The Weekly Standard calls it a "Coup for Democracy." The National Review, "A Counter-Coup." But Ciff Kincaid wins the award for most unhinged reaction to events in Honduras:
"The so-called 'military coup' in Honduras was a successful effort by Honduran patriots to preserve their constitutional system of government from an international alliance of communists and socialists backed by Iran," Kincaid wrote in a column published at aim.org.
Yes, Zelaya tried to subvert national institutions to his parochial advantage. But the military deposing a duly elected national president is inimical to the principals of democracy that the Honduran military is purporting to defend.
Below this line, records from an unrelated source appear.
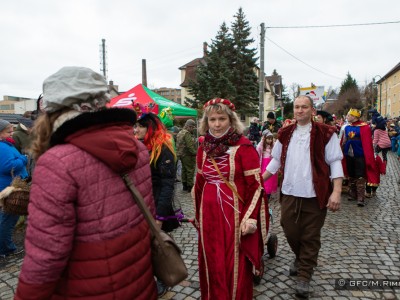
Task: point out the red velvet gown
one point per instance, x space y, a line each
226 258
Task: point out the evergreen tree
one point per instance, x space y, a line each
244 66
229 69
348 84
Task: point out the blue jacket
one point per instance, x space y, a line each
11 160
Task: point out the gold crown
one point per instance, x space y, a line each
355 112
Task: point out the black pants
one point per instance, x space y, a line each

I think Kevin Casas-Zamora said it best in a balanced piece for Brookings, "If Zelaya must be prosecuted for his hare-brained attempt to subvert the Honduran constitution, then let the courts proceed as rigorously as possible. And the same applies to the coup perpetrators. If Honduras is to have a decent future its politicians and soldiers, in equal measure, must learn that the road to democracy and development runs through the rule of law."
UPDATE: Republican members of Congress join the fray.
A Congressional Coup Caucus emerges
Support for the coup in Honduras extends beyond the pages of right wing political magazines to the United States Congress. Tomorrow, the House Committee on Foreign Affairs Ranking Member Ileana Ros-Lehtinen will host a private meeting for her Republican colleagues with former Honduran President Ricardo Maduro and former Costa Rican Ambassador to the U.S. Jaime Daremblum. According to the invitation, obtained by UN Dispatch, "President Maduro will help to outline the sequence of events leading to the shift in power in Honduras and removal of Manuel Zelaya; provide insight into Honduran constitutional authorities; and discuss how the U.S. can now work to support the democratic institutions and rule of law in Honduras." Ambassador Daremblum will discuss his Weekly Standard piece titled "A Coup for Democracy."
In related news, Florida Republican Connie Mack is circulating a congressional resolution that effectively supports the coup. So far, the Congressional Coup Caucus includes Dan Burton (Republican from Indiana), Jeff Fortenberry (Republican from Nebraska) and Dana Rohrabacher (Republican from California) who are co-sponsoring the resolution.
Here is a sample of what they are signing onto, passed onto UN Dispatch from a congress watcher who says Rep. Mack will likely "drop it in the hopper" tomorrrow.
Whereas several sectors of Honduras were opposed to this referendum, including the legislature, the judiciary, the Attorney General, the Human Rights Commission, the Catholic Church, evangelical groups, business associations, and four of the five political parties represented in the National Congress—including President Zelaya's own party.
Whereas on June 28, 2009, just hours before the polls were to open for the illegal referendum, the Honduran military arrested President Zelaya pursuant to a court order, and later exiled him from the country.
Whereas the Honduran Supreme Court has stated that the military acted on its orders, and the Honduran Congress passed a decree removing President Zelaya from office and replacing him with the President of Congress, Roberto Micheletti.
Whereas since his removal, Mr. Zelaya has been flown around the hemisphere by Hugo Chavez’s private jets.
Whereas since Mr. Zelaya’s inaugural, Honduras has been plagued by lowered living standards as poverty, violence, unemployment, and inflation have remained high.
Now, therefore be it:
Resolved, that the House of Representatives –
(1) expresses its strong support for the people of Honduras;
(2) condemns Mr. Jose Manuel Zelaya Rosales for his unconstitutional and illegal attempts to alter the Constitution of Honduras; and
(3) calls on all parties to seek a peaceful resolution that is both legal and constitutional.